Ce qu’il faut retenir
La relance, à La Havane, du mécanisme des commissions mixtes Congo-Cuba dépasse la seule signature d’accords. Elle confirme l’option des deux gouvernements pour une coopération pragmatique, pilotée au plus haut niveau, articulant solidarité politique et opportunités économiques ciblées sur le tourisme, les PME, l’artisanat et l’éducation.
Un dialogue au plus haut niveau
Le 28 novembre, au Palais de la Révolution, le président cubain Miguel Díaz-Canel Bermúdez a reçu Denis Christel Sassou Nguesso, ministre congolais de la Coopération internationale et du partenariat public-privé. Les deux hommes ont mis l’accent sur la « profonde et historique » amitié liant leurs chefs d’État.
En transmettant le message de soutien du président Denis Sassou-Nguesso après l’ouragan Melissa, le ministre congolais a souligné une solidarité « constante » entre Brazzaville et La Havane. Le président cubain a salué cette posture, rappelant que le Congo s’est toujours rangé aux côtés de l’île caraïbe.
La mécanique des commissions mixtes
Les parties se sont surtout félicitées de la réactivation des commissions mixtes, suspendues plusieurs années. Réunies le 27 novembre 2025, elles ont abouti à la signature d’un nouvel accord-cadre de coopération et au renforcement d’un corpus juridique considéré comme indispensable aux investisseurs.
Le mécanisme offre un canal de suivi technique annuel, assorti de feuilles de route mesurables. Selon Brazzaville comme La Havane, cet outil améliore la visibilité des projets et accélère les arbitrages budgétaires internes sans alourdir la dette publique de part et d’autre.
Secteurs cibles à fort potentiel
Quatre accords sectoriels complètent désormais l’architecture: tourisme, petites et moyennes entreprises, artisanat et enseignement primaire. Chacun dispose d’un comité mixte dédié, chargé d’identifier des partenariats concrets et d’accompagner les opérateurs privés qui souhaitent tester ou élargir leur implantation.
Dans le tourisme, La Havane espère capitaliser sur l’expérience du Congo dans l’écotourisme de forêt équatoriale, tandis que Brazzaville envisage d’intégrer le savoir-faire cubain en formation hôtelière. De premières missions exploratoires sont annoncées par les délégations, sans calendrier public pour l’instant.

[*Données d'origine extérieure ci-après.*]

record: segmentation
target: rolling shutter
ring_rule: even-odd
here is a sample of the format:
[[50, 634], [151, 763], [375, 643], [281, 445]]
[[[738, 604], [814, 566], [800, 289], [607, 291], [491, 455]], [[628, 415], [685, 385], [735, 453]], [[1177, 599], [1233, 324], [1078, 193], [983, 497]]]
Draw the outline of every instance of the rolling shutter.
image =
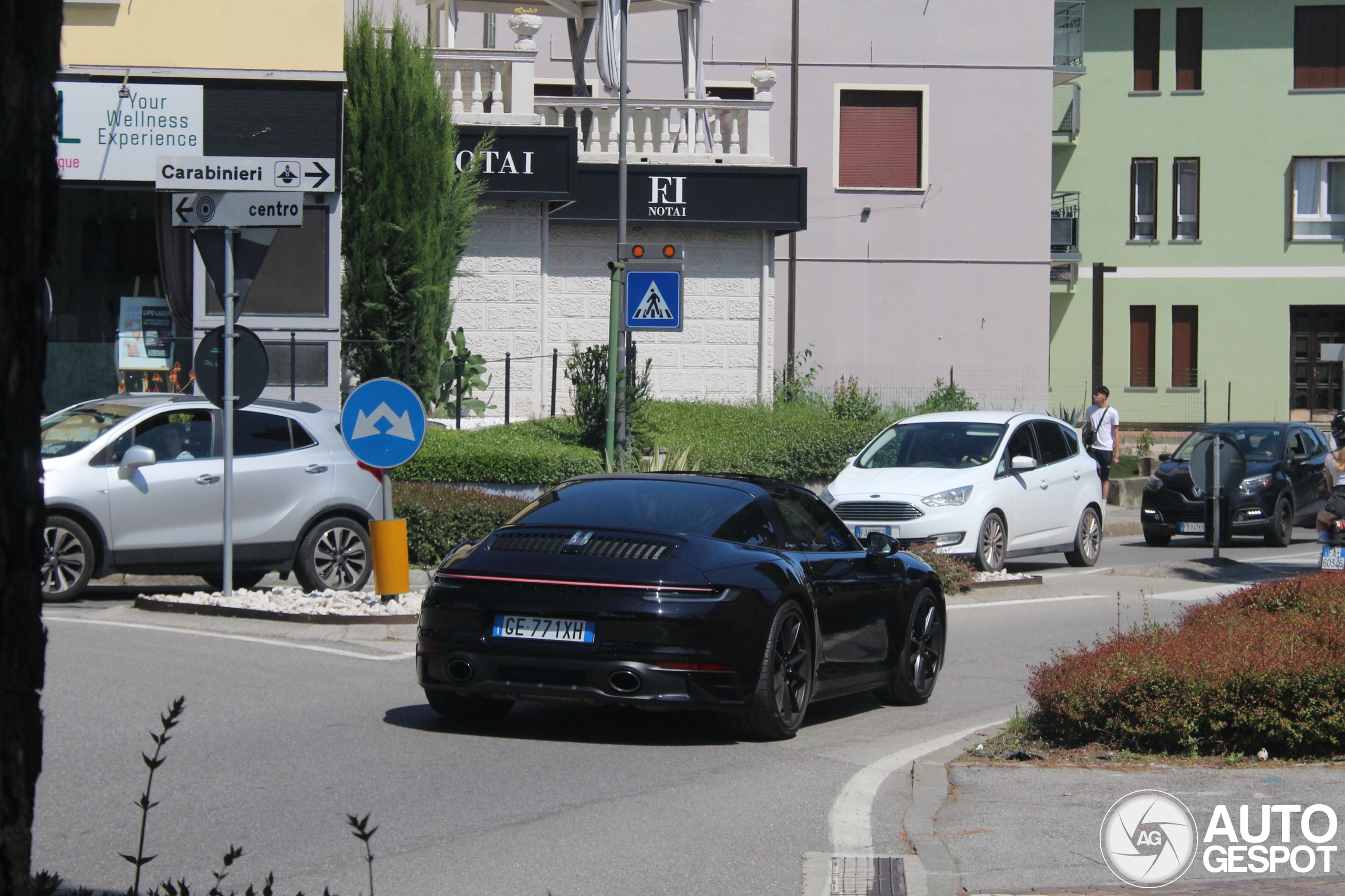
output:
[[841, 187], [920, 188], [917, 90], [841, 91]]

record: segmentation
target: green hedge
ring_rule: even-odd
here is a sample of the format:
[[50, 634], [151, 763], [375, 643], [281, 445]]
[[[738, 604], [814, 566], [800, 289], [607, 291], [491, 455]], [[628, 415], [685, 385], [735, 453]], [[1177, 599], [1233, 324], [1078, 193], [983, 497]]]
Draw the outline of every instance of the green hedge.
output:
[[475, 541], [504, 525], [527, 501], [479, 489], [428, 482], [393, 484], [393, 513], [406, 520], [412, 563], [438, 566], [459, 541]]

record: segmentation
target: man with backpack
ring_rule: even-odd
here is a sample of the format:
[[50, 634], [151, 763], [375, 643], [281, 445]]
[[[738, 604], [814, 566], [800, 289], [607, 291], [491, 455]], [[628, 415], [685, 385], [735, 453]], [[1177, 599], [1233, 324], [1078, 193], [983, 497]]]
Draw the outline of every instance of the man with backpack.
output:
[[1111, 390], [1099, 386], [1093, 390], [1092, 407], [1084, 414], [1084, 446], [1092, 459], [1098, 462], [1103, 504], [1107, 502], [1107, 494], [1111, 492], [1111, 482], [1107, 481], [1111, 465], [1120, 461], [1120, 434], [1118, 433], [1120, 414], [1107, 404], [1108, 398], [1111, 398]]

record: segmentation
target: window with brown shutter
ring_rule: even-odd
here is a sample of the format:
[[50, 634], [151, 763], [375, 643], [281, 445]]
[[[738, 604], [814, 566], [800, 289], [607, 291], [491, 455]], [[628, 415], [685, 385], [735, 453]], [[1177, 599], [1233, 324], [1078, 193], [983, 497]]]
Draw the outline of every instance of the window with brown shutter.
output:
[[1205, 43], [1205, 11], [1177, 9], [1177, 90], [1200, 90], [1200, 59]]
[[1153, 388], [1154, 386], [1154, 324], [1158, 320], [1155, 305], [1130, 306], [1130, 384]]
[[838, 185], [920, 188], [924, 94], [842, 90]]
[[1345, 87], [1345, 7], [1294, 7], [1294, 89]]
[[1173, 305], [1173, 388], [1196, 388], [1200, 306]]
[[1135, 9], [1135, 90], [1158, 90], [1158, 9]]

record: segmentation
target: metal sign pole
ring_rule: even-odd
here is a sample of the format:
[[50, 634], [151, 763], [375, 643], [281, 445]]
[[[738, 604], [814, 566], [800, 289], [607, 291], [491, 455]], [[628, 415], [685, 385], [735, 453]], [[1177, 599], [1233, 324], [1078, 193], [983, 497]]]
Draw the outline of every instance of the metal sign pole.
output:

Le volet PME retient particulièrement l’attention du ministère congolais. Les deux pays misent sur la création d’incubateurs conjoints et l’échange de bonnes pratiques en matière de micro-financement. Les artisans, eux, devraient bénéficier d’un programme de résidences croisées destinées à valoriser les savoirs traditionnels.
Solidarité face aux catastrophes
La mention de l’ouragan Melissa, qui a récemment frappé Cuba, a donné un tour humain aux échanges. Denis Christel Sassou Nguesso a assuré que le Congo se tenait « prêt à apporter un appui concret ». La nature de cette aide sera précisée par les ministères sectoriels.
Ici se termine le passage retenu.